Ministro da Defesa, Celso Amorim, anuncia que o governo brasileiro escolheu comprar o caça Gripen NG, da empresa sueca Saab, para renovar a frota da FAB (Ueslei Marcelino/Reuters)
Da Redação
Publicado em 18 de dezembro de 2013 às 20h04.
São Paulo - Amparada em argumentos técnicos, a escolha dos caças Gripen NG, da sueca Saab, pelo governo de Dilma Rousseff também respondeu ao lobby de um setor específico do PT.
O prefeito de São Bernardo do Campo, Luiz Marinho, defendia essa opção desde a retomada do processo de compra de jatos militares pela Força Aérea Brasileira, há oito anos. A decisão final de Brasília enterrou de vez as chances de uma parceria estratégica entre Brasil e Estados Unidos no setor industrial, que seria construída em torno da aliança entre a Boeing e a Embraer.
Em junho passado, durante o 50th Paris Air Show, Marinho extraiu do presidente da Saab, Hakan Buskeh, a promessa de construção de uma fábrica de aeroestruturas em sua cidade, onde possivelmente os caças Gripen serão montados.
Três meses antes, ele reunira-se com o vice-ministro das relações Exteriores da Suécia, Gunnar Wieslander, em Estocolmo, e recepcionara os reis suecos, Gustav e Silvia, em visita a São Paulo. Seu lobby em favor de um parque aeronáutico em São Bernardo do Campo, ancorado no investimento da Saab, era um dos mais teimosos no Ministério da Defesa.
O componente político seria relevante igualmente se a escolha da Força Aérea Brasileira (FAB) fosse pelo F18 Super Hornet ou o pelo Rafale, da francesa Dassault, segundo Rubens Barbosa, ex-embaixador do Brasil em Washington e presidente do Conselho Superior de Comércio Exterior da Federação das Indústrias do Estado de São Paulo (Fiesp).

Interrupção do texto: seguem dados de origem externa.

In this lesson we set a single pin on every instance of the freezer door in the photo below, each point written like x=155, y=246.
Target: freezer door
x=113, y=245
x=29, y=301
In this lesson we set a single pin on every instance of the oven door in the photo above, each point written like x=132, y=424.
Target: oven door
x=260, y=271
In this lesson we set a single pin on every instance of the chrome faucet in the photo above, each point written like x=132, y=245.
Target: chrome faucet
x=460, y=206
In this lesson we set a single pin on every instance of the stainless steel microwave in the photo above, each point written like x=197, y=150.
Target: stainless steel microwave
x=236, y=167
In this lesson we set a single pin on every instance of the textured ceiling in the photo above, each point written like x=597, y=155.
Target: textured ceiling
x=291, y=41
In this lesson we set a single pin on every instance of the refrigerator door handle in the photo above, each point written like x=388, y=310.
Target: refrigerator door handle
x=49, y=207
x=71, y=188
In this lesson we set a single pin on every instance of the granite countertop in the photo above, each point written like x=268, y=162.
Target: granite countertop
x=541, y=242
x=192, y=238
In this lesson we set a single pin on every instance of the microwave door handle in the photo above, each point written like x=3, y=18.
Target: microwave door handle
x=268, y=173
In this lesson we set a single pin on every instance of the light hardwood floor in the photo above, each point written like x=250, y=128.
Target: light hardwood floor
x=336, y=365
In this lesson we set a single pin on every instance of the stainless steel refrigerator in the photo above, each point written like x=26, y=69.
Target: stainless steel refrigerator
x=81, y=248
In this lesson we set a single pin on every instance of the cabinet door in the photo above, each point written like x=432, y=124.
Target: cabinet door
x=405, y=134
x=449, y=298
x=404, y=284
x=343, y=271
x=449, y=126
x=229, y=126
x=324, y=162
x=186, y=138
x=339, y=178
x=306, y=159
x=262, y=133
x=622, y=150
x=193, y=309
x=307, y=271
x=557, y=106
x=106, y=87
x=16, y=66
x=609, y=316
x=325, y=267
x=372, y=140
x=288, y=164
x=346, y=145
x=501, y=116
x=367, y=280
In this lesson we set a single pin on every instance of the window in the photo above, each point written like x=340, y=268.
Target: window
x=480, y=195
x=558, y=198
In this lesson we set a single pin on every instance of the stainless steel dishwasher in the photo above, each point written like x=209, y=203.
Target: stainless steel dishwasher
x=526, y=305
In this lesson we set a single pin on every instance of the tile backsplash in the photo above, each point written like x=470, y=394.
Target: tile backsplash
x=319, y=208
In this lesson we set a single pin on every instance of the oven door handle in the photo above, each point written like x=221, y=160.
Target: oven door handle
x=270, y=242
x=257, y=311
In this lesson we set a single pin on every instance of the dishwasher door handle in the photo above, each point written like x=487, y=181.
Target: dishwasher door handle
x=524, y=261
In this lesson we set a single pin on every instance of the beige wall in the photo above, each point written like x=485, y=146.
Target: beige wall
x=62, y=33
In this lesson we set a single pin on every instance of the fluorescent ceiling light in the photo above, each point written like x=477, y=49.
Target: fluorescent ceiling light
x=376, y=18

A proposta da França caiu por conta do custo mais alto. A oferta americana foi prejudicada pela descoberta da rede de espionagem dos EUA nos gabinetes de Brasília e na Petrobrás e pela reação brasileira - o cancelamento da visita de Estado da presidente Dilma a Washington, prevista para outubro passado. Mas, sublinhou Barbosa, sempre houve desconfiança no governo brasileiro sobre a dose real de transferência de tecnologia da Boeing à Embraer e a intromissão do Senado americano nessa parceria.
"Os acordos de Marinho com o governo sueco e a Saab certamente foram decisivos", afirmou. "Qualquer escolha teria uma motivação política. O que me surpreende não é a opção pelo Gripen, mas o momento escolhido pelo governo para anunciá-la", completou.
No dia anterior ao anúncio, o governo brasileiro declarou não considerado a carta aberta aos brasileiros, escrita por Edward Snowden, como um pedido de asilo político. Snowden foi o responsável pela divulgação à imprensa de documentos da Agência Nacional de Segurança (nas, na sigla em inglês) sobre sua rede de espionagem no mundo. Em especial, no Brasil. Ontem, o Itamaraty informou não ter recebido do americano, asilado temporariamente na Rússia, nenhuma solicitação formal. O governo brasileiro não ofereceu asilo a Snowden.
"A posição cautelosa do governo, em relação a Snowden, elimina qualquer potencial acusação americana de que a escolha dos caças se deu por considerações ideológicas de Brasília", avaliou. "O momento do anúncio foi muito apropriado."
Outro ex-embaixador em Washington, Roberto Abdenur, concordou estar ainda em evidência o escândalo de espionagem americana no Brasil, com sérias implicações negativas para a relação bilateral. Mas ponderou que a decisão em favor dos Gripen "não foi contra a americana Boeing e a francesa Rafale".
A França, lembrou ele, manterá sua parceria estratégica com o Brasil, ampliada durante a recente visita do presidente François Hollande com a inclusão do projeto de compra de supercomputadores franceses.
Abdenur explicou ser importante também para o Brasil preservar as múltiplas áreas de diálogo e de cooperação com os EUA. Mas a recomposição da confiança mútua dependerá, inicialmente, de um pedido de desculpas pela espionagem da NSA. Barbosa vai mais longe nas exigências. Para ele, o governo de Barack Obama terá de fazer um primeiro gesto, como a elevação do Brasil ao mesmo nível de parceria estratégica mantida por Washington com a Índia e a Turquia. Caso contrário, interesses empresariais americanos no Brasil serão prejudicados, como o da Boeing.